Modern Theosophy represented a cultural potlach, reconciling Christianity with the major religions of the East, particularly Hinduism and Buddhism, and in doing so readmitting the relevance of the spiritual and the non-rational to modern life, while claiming a scientific allegiance. On the other hand, theosophy intended as well to form a nucleus of the Universal Brotherhood of Humanity, where in its democratic and universalist nature there would be no distinction of race, creed, gender, caste or color.
Deriving from the Sonneveld House double condition as an iconic case of Dutch Functionalism and as the work of theosophically inspired architects, A Mental Image highlights the conceptual ambiguities that fed the Modern Movement. This ambivalence, which embraces in part belief and in part pragmatism, created a unified, pure, abstract, decontextualized and universal formal language that, not surprisingly, appealed both to esoteric believers and modern advocates.

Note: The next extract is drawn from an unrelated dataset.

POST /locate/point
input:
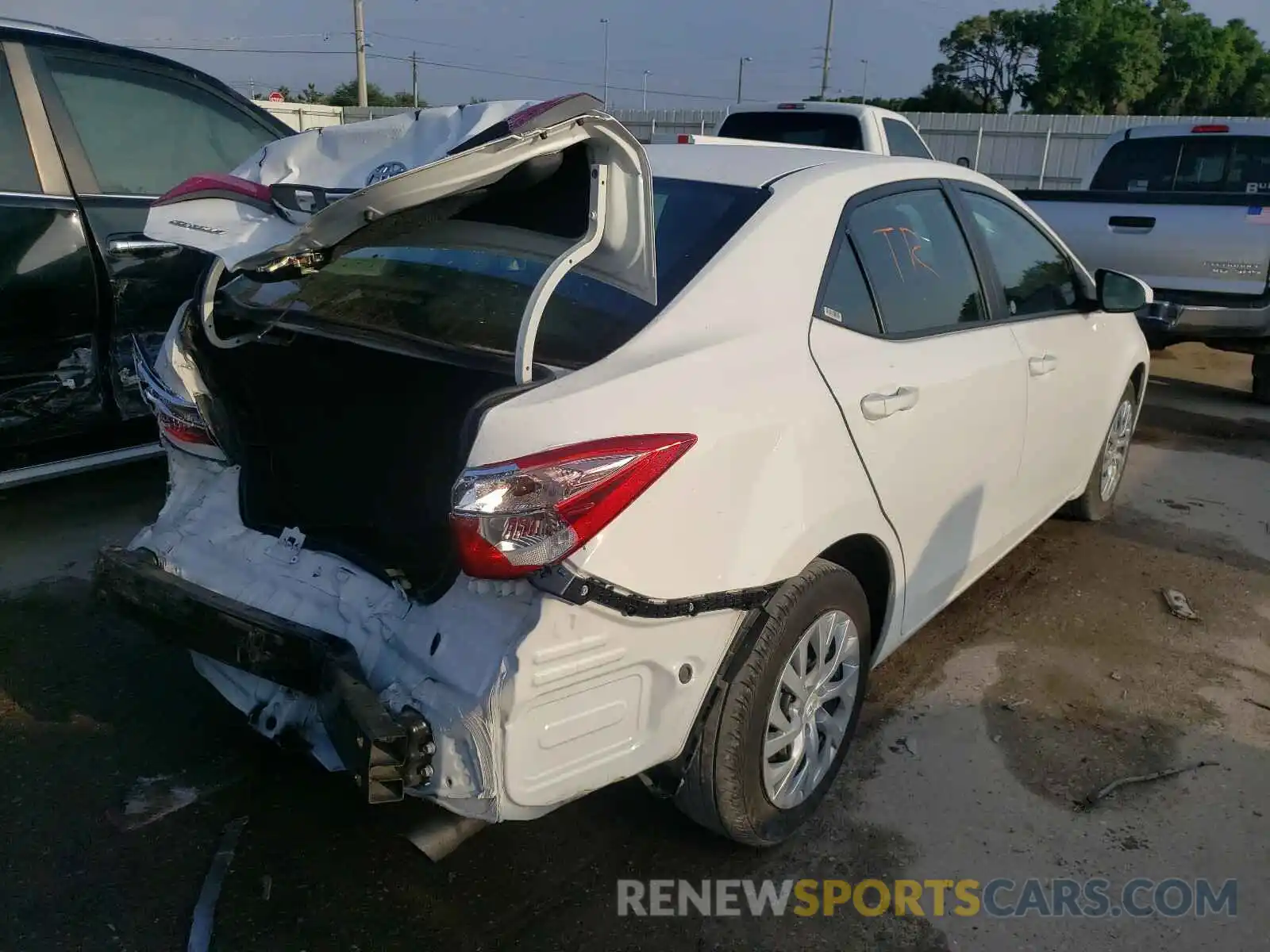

The Blavatsky Observatory was conceived through the use of esoteric geometry, in particular Paul Schatz’s invertible cube design, and is understood as a meditation space to be activated by the house visitors. The observatory is an abstract space where visitors can detach themselves from the worldly contingencies of the everyday in order to find the “true self” through spiritual and spatial awareness.